What is autism? The most useful way for me to conceptualize - TopicsExpress



          

What is autism? The most useful way for me to conceptualize autism is to think of it as a difference in how brains make connections. Before I explain what I mean by that, I want to give you two caveats: 1. What we are now calling autism is not just one thing. It is a group of different conditions which are given one name because we are bad at telling them apart. I am talking about the kind of autism that I have and that most of my clients seem to have. I do not know that this is the most useful way of thinking about the autism of any other particular person. 2. There is some science that supports my ideas and some science that suggests that I am wrong. I could cherry-pick the research, but I prefer that you investigate it on your own if you are interested.
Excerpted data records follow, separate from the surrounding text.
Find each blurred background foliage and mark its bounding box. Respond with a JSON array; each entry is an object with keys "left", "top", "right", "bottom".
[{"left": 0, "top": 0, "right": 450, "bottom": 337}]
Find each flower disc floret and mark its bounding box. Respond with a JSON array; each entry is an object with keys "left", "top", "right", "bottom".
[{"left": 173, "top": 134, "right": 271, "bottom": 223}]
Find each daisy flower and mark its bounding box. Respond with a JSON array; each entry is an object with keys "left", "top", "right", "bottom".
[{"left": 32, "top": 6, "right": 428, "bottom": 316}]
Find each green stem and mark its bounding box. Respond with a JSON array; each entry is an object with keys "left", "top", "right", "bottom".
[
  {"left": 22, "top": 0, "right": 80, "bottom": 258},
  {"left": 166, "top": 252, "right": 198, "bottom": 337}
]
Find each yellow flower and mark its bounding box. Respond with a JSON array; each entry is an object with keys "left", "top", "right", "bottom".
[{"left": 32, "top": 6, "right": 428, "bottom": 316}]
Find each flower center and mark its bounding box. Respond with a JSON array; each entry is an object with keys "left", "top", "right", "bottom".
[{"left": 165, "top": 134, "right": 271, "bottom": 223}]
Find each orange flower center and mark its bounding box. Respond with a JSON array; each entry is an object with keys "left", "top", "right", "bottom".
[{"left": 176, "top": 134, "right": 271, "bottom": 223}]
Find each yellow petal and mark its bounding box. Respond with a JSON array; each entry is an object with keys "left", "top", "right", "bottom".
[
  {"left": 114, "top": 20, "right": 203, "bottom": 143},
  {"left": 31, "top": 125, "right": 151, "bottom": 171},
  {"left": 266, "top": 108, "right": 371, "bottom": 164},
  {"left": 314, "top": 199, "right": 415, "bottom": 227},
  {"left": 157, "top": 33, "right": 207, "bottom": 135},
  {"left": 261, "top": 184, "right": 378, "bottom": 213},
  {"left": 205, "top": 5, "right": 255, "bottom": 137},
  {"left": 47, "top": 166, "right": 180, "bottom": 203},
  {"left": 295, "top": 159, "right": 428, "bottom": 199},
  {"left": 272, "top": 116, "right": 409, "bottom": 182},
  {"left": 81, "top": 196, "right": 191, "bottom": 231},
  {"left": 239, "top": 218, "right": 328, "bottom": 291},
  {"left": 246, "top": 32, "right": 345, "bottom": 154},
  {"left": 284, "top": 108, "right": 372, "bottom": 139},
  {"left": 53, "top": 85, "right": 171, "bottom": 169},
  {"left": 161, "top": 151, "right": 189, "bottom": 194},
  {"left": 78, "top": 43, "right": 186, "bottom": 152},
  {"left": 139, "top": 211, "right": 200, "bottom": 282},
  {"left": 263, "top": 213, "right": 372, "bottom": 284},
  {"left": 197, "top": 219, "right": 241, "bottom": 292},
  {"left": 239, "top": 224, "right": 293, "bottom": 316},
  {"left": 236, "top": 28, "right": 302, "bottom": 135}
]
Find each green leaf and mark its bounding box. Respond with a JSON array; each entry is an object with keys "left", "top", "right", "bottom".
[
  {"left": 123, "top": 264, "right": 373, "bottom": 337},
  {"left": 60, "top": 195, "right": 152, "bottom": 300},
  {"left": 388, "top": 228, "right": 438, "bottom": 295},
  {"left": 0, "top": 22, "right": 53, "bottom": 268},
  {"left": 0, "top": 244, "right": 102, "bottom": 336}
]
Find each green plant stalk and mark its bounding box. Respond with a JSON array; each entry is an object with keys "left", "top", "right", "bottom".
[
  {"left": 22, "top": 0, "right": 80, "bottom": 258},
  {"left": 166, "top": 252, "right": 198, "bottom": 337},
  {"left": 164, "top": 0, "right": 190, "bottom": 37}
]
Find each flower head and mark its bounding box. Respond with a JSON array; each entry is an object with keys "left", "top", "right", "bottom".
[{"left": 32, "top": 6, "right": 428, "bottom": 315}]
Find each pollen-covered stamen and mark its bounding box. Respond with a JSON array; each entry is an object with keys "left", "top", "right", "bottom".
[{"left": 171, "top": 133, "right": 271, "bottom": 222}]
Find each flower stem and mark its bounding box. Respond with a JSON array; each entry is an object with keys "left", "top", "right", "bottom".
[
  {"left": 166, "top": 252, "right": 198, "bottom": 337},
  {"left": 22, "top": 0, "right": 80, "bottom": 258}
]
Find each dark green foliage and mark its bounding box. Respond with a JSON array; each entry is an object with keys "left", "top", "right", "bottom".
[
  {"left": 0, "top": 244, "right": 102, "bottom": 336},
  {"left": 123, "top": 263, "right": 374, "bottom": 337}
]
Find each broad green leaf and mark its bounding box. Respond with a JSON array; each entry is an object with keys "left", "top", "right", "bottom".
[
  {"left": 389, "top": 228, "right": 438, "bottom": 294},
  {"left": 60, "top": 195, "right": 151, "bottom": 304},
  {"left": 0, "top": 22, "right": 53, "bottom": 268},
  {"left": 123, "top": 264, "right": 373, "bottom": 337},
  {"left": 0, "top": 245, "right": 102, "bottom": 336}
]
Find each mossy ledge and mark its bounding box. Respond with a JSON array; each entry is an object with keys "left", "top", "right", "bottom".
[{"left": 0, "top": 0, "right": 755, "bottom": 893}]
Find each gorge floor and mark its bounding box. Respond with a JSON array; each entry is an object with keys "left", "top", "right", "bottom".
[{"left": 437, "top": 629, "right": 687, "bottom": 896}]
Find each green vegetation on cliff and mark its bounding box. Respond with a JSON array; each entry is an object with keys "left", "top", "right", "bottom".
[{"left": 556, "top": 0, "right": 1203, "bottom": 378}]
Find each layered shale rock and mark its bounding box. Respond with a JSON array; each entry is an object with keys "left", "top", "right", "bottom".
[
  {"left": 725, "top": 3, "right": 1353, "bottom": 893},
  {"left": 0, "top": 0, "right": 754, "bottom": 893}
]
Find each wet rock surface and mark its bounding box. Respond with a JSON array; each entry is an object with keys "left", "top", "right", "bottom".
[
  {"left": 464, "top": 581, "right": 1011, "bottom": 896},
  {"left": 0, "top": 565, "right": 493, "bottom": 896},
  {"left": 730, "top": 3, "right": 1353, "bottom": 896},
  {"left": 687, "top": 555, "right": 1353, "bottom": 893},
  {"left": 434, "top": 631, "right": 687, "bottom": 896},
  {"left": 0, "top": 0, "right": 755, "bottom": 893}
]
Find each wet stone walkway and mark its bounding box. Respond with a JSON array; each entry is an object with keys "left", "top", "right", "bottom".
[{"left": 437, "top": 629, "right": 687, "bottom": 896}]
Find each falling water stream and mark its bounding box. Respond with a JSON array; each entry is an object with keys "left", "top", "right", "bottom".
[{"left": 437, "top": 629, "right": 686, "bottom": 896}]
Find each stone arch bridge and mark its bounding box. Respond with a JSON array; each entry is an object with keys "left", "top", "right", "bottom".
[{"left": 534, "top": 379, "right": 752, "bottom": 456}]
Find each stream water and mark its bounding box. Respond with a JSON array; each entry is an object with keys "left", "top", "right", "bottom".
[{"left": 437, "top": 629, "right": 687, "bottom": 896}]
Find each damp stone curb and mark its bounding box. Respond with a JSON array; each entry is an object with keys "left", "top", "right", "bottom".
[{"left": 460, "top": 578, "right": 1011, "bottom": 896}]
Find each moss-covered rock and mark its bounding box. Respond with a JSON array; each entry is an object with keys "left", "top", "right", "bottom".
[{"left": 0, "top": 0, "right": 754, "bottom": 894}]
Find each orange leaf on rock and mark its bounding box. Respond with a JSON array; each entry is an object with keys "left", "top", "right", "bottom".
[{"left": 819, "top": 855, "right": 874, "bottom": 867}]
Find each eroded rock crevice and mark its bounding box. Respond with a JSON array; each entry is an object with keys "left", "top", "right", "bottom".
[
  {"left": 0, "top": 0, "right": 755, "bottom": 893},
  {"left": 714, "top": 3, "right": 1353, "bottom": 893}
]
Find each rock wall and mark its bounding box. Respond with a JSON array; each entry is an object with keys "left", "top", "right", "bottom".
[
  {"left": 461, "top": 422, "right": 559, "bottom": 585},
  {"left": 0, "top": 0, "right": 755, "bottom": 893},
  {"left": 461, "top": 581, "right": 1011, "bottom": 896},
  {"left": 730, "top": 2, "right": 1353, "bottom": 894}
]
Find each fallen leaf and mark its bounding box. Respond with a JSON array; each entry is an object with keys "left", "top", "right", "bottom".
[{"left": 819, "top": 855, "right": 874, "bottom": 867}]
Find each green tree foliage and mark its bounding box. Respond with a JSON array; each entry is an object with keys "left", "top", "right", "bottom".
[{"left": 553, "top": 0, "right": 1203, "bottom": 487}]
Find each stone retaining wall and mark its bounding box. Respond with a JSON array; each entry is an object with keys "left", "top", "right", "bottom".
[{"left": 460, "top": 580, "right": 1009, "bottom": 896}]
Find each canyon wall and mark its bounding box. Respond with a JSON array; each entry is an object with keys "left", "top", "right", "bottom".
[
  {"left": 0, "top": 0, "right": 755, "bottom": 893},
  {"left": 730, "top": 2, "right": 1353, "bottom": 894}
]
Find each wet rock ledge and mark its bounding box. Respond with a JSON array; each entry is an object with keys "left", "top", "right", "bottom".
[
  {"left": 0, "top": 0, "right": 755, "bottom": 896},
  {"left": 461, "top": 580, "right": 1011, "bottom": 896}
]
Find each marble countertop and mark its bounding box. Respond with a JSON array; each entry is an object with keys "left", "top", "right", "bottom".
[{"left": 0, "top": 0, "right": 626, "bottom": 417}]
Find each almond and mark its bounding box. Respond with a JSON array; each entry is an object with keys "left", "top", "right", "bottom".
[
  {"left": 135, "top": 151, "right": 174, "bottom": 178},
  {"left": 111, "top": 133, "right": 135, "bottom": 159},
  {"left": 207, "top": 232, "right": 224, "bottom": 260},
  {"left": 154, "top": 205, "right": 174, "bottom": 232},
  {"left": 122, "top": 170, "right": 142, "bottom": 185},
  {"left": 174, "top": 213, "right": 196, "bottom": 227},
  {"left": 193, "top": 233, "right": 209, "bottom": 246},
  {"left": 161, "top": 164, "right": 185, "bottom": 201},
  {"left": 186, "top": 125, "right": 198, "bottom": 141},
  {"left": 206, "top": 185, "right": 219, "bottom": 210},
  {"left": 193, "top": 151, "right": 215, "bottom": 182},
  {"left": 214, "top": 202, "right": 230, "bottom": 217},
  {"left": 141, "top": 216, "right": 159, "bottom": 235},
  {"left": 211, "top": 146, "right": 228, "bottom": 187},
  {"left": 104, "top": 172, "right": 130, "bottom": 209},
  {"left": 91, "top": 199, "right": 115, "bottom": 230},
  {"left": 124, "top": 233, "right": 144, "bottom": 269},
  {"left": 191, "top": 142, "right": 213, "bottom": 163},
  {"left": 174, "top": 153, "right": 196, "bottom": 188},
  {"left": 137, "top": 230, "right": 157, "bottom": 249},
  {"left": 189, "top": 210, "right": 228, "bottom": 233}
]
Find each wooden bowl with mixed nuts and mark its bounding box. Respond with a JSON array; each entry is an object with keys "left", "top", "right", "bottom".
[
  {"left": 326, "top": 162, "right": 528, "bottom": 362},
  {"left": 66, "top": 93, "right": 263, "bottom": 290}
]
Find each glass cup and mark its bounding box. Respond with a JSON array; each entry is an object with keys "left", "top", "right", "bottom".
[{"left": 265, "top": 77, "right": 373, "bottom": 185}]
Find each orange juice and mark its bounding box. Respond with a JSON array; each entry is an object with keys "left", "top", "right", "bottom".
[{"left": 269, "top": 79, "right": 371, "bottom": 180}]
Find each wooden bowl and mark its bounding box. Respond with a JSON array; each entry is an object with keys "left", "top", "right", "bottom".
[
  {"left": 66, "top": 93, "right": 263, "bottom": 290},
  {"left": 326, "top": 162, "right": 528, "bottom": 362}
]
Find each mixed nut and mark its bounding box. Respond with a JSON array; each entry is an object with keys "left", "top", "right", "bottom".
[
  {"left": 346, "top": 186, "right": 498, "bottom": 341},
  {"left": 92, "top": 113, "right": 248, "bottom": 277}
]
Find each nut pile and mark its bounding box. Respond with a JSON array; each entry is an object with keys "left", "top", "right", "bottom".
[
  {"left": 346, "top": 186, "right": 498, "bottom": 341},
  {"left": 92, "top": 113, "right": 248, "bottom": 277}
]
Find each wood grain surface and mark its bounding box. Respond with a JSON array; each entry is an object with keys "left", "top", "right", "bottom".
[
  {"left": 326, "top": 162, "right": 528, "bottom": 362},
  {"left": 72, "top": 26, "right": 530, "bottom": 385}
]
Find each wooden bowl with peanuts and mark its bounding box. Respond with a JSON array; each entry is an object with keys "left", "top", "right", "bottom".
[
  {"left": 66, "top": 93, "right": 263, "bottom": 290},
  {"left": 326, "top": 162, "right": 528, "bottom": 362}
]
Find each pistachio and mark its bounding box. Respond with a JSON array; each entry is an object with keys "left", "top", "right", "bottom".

Neural connectivity affects almost everything about the way we interact with the world: how our senses function, how we learn and access knowledge, how we move and speak. Autistic brains make some kinds of connections more easily and more quickly than neurotypical brains do. Autistic brains make some kinds of connections more reluctantly and more slowly than neurotypical brains do. And thats the most useful way for me to think about what autism is. Transitions and shifts in context may be tough for us in part because our brains actually get attached to our current circumstances. We may have a difficult time being flexible about routines or rules because they get literally hardwired into our brains. One of the things that some of my clients find most disabling is the tendency to form negative associations very quickly and very strongly. If an autistic person has a meltdown at Safeway, for example, he or she might have a hard time entering any grocery store afterwards. Maybe this is because of a physical neural connection associating supermarkets and trauma that that event has caused to develop in that brain. One of things that makes learning hard for me is the contrast between how quickly and joyfully I learn the sorts of things that rely on the kinds of connections my brain makes readily (language, music) and the kinds of connections my brain makes reluctantly (math, spatial relations). Again, this may not be the most productive way to think about your autism. But it is the most helpful way I have found of thinking about mine.